Although primarily a cinema, the Picture Palace started to include variety acts as part of the programme until they became dominant. This was scaled back shortly after the opening of the Variety Theatre when film resumed as the mainstay of the public’s entertainment.
The Picture Palace was always busy, so much so that in 1913 the owners and manager were taken to court for breach of safety regulations ‘with all seats full, the overspill filled the aisles and gangways obstructing the exits’.
At the time of opening in 1911 much of the population of Eastleigh had earlier opportunities to see film, if not by travelling to Southampton, then certainly at one of the many touring Bioscopes that frequented the fairground site in Market Street. In Southampton the main theatres often showed film as part of their variety programmes. In fact the Philharmonic Hall (later the Alexandra Cinema and the site of the original Odeon Above Bar) showed their first film in 1896, whilst the Grand Theatre began showing films in 1902 and the Palace and Hippodrome in 1908. Also, in 1908 the Empire Theatre in Bugle Street became Southampton’s first cinema. In 1910, the Electric Cinema opened in Shirley in a converted hall. So, the 1911 opening of the Picture Palace was something of an event for Eastleigh, the first purpose built hall.
There were many interesting film programmes at the Picture Palace besides the regular fare. An example is in the first week of November in 1916, when at the beginning of the week “The Battle Of The Somme” was screened (The official record of the great advance. Photographed on the actual field of battle), whilst from Thursday of that week the film of ‘Jess Willard v Jack Johnson’ was shown (The greatest film fight yet produced ‘The world heavy-weight championship for £10,000’ see the famous knock-out in the 26th round).
On August 1st 1921 the venue was sold to George Wright, who renamed it Picture House. George Wright was born in 1895, was elected to Eastleigh Council in 1927, and became an Alderman in the early-1930’s; he would become Mayor in 1944-45. He had previously managed the Variety Theatre from 1916 through 1918 during which time he had changed the bill from mainly variety to pictures. Since then he had managed the Palladium Cinema in Portswood, Southampton.
Extensive interior decorations were carried out with panelling in oak and blue hung with art paintings in the style of Louis XIII period. At the time technical improvements were made to the projection equipment. The orchestra was augmented and was placed under the direction of well known local violinist F J Coles.

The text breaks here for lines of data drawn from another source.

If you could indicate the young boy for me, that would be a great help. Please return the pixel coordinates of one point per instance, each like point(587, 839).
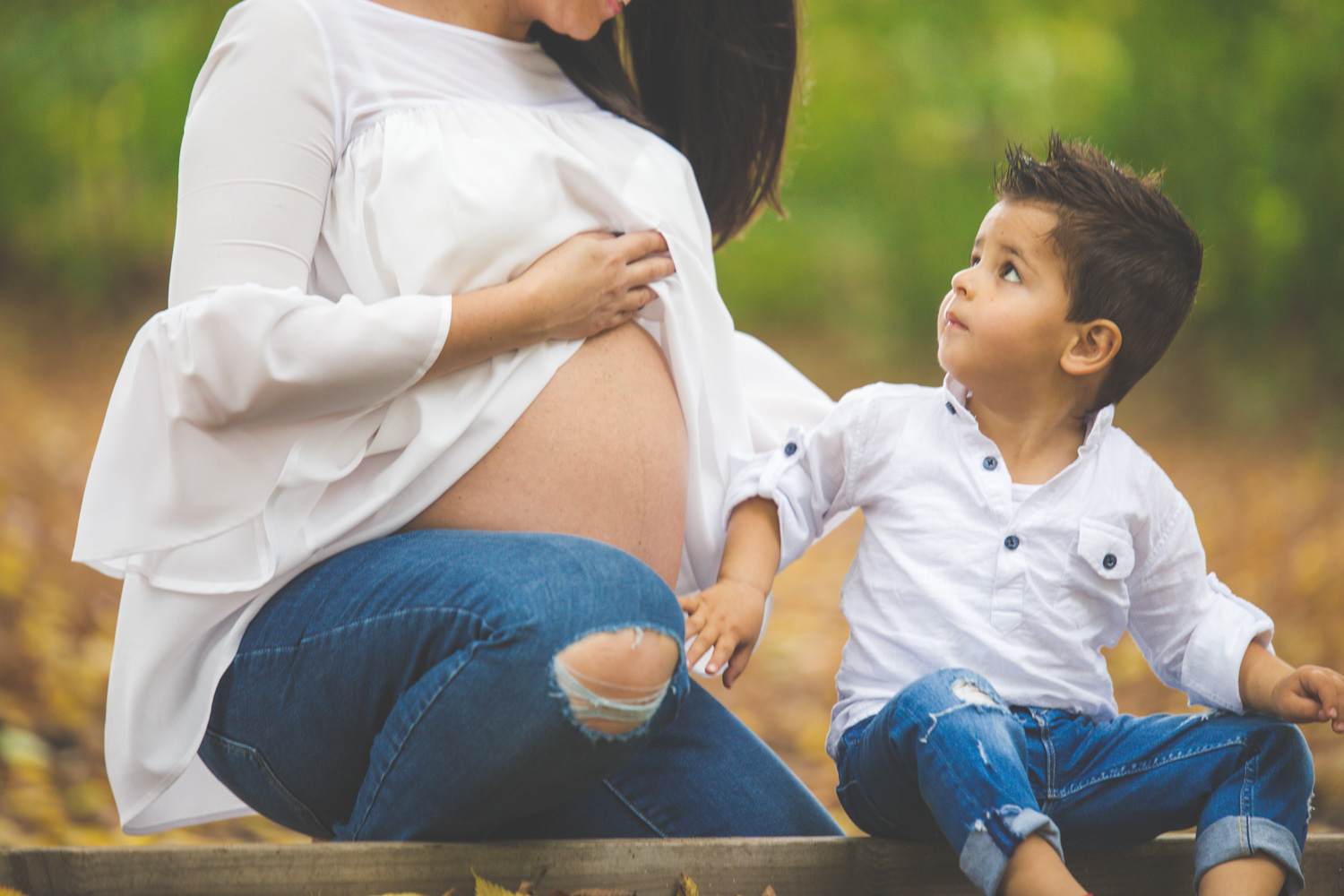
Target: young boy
point(1011, 530)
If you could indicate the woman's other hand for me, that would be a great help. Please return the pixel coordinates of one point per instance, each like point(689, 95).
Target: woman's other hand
point(596, 281)
point(586, 285)
point(725, 618)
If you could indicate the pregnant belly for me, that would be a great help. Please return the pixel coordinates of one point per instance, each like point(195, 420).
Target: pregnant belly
point(601, 452)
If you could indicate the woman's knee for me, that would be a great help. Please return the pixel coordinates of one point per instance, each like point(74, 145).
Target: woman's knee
point(616, 681)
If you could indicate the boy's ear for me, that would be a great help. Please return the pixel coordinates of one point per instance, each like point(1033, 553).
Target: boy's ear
point(1091, 349)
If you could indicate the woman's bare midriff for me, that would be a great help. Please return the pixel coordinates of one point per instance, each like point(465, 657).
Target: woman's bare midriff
point(599, 452)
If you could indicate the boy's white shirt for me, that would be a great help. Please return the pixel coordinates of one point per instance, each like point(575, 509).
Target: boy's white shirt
point(1107, 544)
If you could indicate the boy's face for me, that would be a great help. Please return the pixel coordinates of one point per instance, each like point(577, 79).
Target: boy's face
point(1004, 319)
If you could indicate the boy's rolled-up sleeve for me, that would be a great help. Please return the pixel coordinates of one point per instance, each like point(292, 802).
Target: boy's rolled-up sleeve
point(1193, 630)
point(808, 477)
point(1211, 669)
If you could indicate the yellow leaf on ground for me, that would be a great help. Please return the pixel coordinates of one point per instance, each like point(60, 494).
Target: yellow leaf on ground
point(487, 888)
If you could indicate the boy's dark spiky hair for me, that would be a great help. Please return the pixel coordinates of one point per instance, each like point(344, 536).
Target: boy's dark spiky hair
point(1129, 257)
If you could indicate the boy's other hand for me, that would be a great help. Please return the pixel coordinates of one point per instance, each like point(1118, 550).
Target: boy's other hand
point(726, 618)
point(1311, 694)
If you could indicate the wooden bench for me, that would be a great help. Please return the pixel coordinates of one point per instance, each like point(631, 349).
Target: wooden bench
point(795, 866)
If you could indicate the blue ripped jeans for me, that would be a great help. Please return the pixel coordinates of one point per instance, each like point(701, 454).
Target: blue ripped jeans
point(948, 755)
point(406, 689)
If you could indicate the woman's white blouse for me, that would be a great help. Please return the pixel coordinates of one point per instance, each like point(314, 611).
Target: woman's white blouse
point(346, 168)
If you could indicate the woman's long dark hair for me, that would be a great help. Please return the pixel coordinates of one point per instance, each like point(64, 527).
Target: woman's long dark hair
point(711, 77)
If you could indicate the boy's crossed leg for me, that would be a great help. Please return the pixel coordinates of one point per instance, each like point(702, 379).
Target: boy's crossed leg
point(996, 777)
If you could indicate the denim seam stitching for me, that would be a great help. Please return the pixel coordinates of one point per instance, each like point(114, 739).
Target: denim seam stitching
point(410, 731)
point(285, 793)
point(1129, 769)
point(359, 624)
point(636, 812)
point(1048, 745)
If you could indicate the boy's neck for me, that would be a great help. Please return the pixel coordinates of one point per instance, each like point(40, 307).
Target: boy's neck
point(1037, 438)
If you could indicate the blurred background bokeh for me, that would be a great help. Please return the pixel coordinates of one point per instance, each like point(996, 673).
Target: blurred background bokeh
point(908, 109)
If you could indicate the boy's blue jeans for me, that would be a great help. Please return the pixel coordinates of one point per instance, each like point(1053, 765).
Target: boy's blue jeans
point(946, 754)
point(403, 689)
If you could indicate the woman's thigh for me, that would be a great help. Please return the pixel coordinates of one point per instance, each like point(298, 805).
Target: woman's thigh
point(467, 621)
point(703, 775)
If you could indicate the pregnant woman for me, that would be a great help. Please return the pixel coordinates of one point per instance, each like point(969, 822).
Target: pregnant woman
point(437, 421)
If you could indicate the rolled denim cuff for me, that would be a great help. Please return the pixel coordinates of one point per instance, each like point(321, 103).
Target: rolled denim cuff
point(994, 839)
point(1242, 836)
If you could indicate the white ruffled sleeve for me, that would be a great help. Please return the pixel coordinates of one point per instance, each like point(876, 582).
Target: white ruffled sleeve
point(246, 370)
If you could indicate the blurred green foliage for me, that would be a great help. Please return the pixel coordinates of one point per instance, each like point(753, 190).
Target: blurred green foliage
point(909, 107)
point(91, 105)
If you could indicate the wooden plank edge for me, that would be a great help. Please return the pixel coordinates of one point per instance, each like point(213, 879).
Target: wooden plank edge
point(720, 866)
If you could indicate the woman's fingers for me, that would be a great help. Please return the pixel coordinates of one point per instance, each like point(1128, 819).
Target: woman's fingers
point(648, 269)
point(723, 648)
point(704, 641)
point(640, 244)
point(737, 665)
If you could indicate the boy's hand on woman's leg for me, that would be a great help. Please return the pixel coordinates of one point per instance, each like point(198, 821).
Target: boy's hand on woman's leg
point(725, 618)
point(1311, 694)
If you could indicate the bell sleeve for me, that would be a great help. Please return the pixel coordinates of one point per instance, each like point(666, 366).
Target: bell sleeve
point(246, 383)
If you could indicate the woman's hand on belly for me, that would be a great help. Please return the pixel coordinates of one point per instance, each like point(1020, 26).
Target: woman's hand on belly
point(589, 284)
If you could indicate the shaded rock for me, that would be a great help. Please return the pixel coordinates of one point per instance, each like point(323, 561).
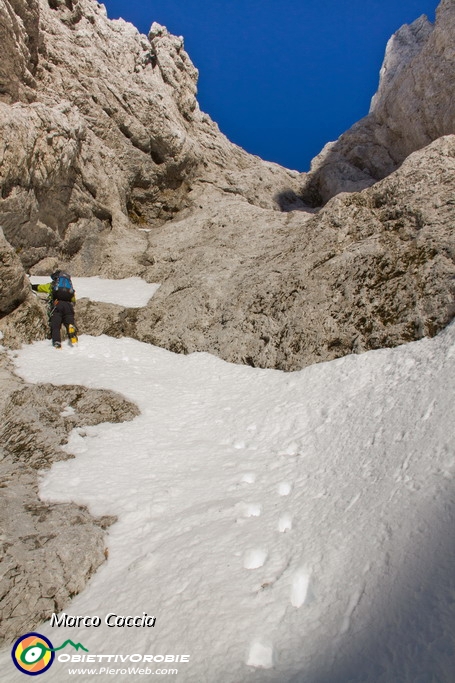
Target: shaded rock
point(113, 141)
point(48, 551)
point(14, 287)
point(372, 269)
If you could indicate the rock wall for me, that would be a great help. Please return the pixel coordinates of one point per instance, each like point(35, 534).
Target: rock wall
point(413, 107)
point(101, 134)
point(109, 167)
point(48, 551)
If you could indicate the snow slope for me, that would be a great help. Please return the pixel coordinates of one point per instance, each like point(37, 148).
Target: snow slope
point(281, 527)
point(132, 292)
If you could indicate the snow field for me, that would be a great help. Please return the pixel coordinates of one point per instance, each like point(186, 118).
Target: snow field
point(132, 292)
point(281, 527)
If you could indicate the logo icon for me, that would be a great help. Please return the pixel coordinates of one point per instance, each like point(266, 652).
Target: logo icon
point(33, 654)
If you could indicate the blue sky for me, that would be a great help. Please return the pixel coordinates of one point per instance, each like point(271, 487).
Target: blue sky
point(281, 77)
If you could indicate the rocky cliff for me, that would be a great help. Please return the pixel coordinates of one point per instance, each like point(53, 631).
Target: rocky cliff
point(108, 166)
point(413, 106)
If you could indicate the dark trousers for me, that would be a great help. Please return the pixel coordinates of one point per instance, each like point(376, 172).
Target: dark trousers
point(62, 313)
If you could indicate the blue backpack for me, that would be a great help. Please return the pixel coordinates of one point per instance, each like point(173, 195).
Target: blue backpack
point(62, 288)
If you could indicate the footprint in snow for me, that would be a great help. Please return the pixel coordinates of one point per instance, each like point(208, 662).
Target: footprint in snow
point(248, 478)
point(260, 655)
point(253, 559)
point(285, 522)
point(284, 489)
point(300, 586)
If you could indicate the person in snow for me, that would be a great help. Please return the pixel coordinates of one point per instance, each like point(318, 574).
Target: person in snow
point(61, 298)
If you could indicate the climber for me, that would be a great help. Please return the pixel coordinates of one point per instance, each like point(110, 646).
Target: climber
point(60, 300)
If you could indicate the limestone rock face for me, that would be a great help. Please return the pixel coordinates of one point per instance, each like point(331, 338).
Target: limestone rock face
point(14, 287)
point(109, 167)
point(413, 107)
point(101, 134)
point(48, 551)
point(370, 270)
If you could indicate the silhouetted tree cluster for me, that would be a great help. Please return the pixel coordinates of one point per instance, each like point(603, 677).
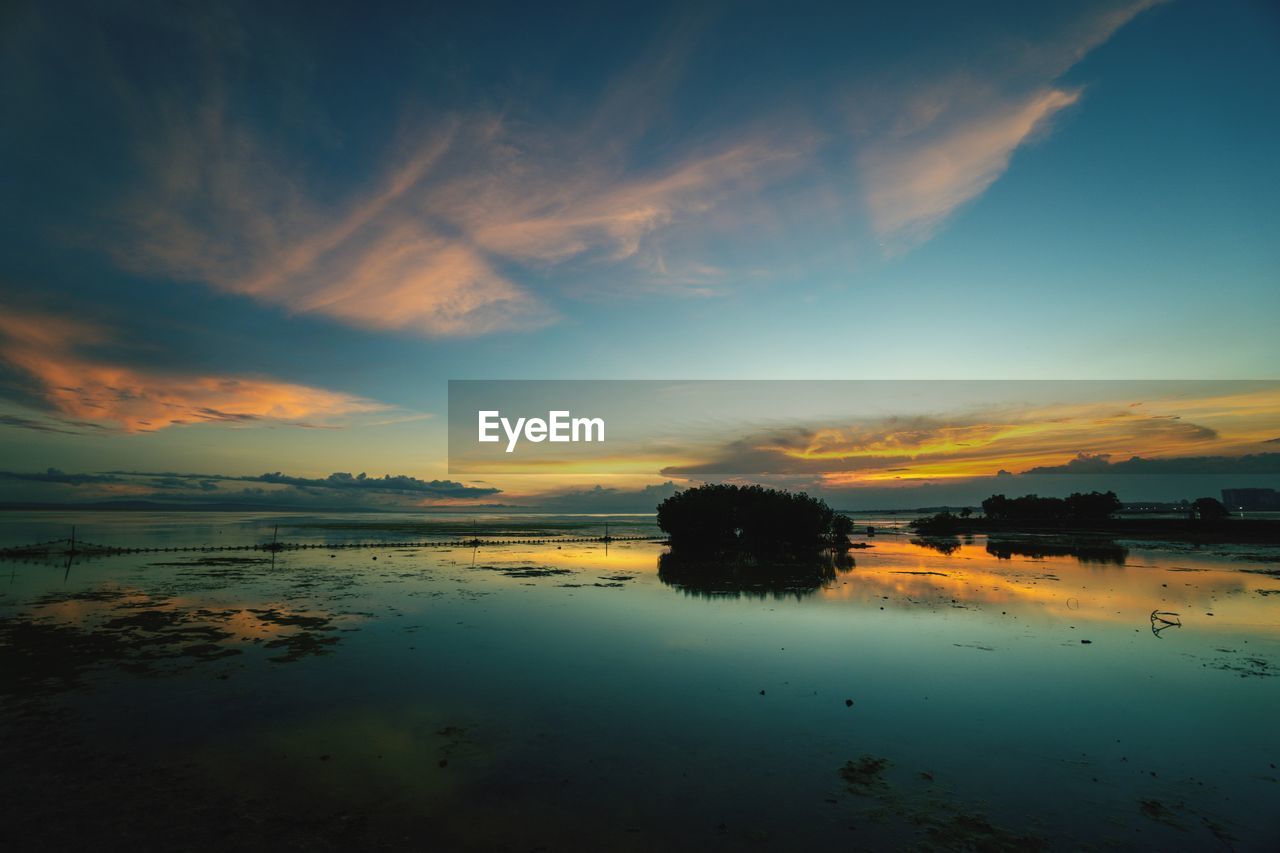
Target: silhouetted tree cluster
point(1079, 506)
point(750, 516)
point(1208, 509)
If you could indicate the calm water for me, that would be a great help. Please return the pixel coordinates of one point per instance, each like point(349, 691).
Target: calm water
point(990, 694)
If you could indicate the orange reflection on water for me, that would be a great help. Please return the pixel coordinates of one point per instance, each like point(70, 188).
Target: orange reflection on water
point(1098, 584)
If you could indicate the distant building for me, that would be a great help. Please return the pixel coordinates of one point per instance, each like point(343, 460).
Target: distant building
point(1252, 500)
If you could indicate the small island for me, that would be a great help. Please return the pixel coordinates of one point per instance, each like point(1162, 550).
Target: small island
point(732, 541)
point(752, 518)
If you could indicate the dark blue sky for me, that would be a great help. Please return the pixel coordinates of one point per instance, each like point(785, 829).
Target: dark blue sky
point(222, 224)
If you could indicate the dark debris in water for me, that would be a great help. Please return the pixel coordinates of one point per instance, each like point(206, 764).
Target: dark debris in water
point(865, 775)
point(528, 571)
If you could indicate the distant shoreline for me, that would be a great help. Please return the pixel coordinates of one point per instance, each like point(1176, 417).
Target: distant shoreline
point(1243, 530)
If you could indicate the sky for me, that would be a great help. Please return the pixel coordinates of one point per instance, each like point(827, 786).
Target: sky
point(243, 250)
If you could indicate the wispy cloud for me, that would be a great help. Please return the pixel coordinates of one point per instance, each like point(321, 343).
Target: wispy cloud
point(1052, 438)
point(51, 356)
point(432, 245)
point(951, 138)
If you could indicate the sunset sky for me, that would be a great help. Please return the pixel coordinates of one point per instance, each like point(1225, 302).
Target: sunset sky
point(245, 250)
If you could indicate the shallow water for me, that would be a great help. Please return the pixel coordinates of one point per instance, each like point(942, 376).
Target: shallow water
point(988, 694)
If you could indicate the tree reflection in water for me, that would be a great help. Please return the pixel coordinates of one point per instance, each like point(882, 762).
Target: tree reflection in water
point(737, 574)
point(1096, 551)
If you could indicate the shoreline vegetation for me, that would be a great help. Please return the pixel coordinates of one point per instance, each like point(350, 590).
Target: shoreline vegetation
point(752, 519)
point(1092, 514)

The Picture House needed serious updating and to justify the costs a significant increase in capacity was needed and which the growing population would support, so the cinema closed on May 2nd 1931 and was demolished to make way for a completely new cinema. The last programme of silent movies was advertised ‘the final feature being “Fast Company” – after which the cinema closed and the old Picture Palace was to be no more.
Amazingly, in just 14 months the old cinema was demolished, the site cleared and a brand new Picture House erected.